As Rick Hess explains, the higher education landscape has changed considerably since the creation of the Federal Pell Grant Program:
Americans are justifiably fond of programs that help make college affordable today while sticking future taxpayers with the bill. That said, at least four major changes have unfolded since the Pell was created. One is an explosion of data on institutional quality and what students actually learn in higher education, and the attendant focus on accountability. Second is the dramatic growth of for-profit postsecondary education. Third is the availability of online learning. Fourth is the massive increase in “nontraditional” students.
In light of these changes, Rick suggests a new approach:
We could transform Pell into something more like a federally funded education savings account that recognizes the mix-and-match opportunities and lifetime learning dynamic of the 21st century while incentivizing just that behavior. The bigger point is that the kind of creative rethinking about spending and budgets that’s so essential in K-12 is equally critical, but perhaps even less evident, when it comes to higher ed.

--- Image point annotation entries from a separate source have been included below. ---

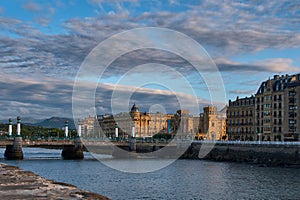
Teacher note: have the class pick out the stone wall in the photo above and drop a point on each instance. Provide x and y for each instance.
(265, 154)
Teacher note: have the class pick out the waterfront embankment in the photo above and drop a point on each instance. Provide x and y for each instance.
(16, 183)
(267, 154)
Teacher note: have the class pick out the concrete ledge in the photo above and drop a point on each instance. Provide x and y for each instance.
(16, 183)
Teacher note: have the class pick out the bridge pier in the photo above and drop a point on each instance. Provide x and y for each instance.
(74, 152)
(14, 151)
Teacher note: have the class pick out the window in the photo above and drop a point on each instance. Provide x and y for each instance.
(291, 93)
(292, 121)
(292, 114)
(267, 97)
(292, 107)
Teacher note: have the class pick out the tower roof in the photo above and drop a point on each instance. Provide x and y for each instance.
(135, 108)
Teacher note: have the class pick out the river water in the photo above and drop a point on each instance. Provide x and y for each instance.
(183, 179)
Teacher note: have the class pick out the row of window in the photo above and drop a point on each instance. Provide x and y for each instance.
(240, 114)
(268, 98)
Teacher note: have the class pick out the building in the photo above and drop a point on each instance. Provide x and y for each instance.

Here’s one tack: Shorten the eligibility window, reward students and institutions for expeditious progress in completion and employment, and permit students to retain half of any unspent Pell dollars in a dedicated account for future education.
I can see why higher ed administrators reluctant to change how they do business might be reluctant to embrace this approach, but the case from the perspective of taxpayers and students looks fairly clear.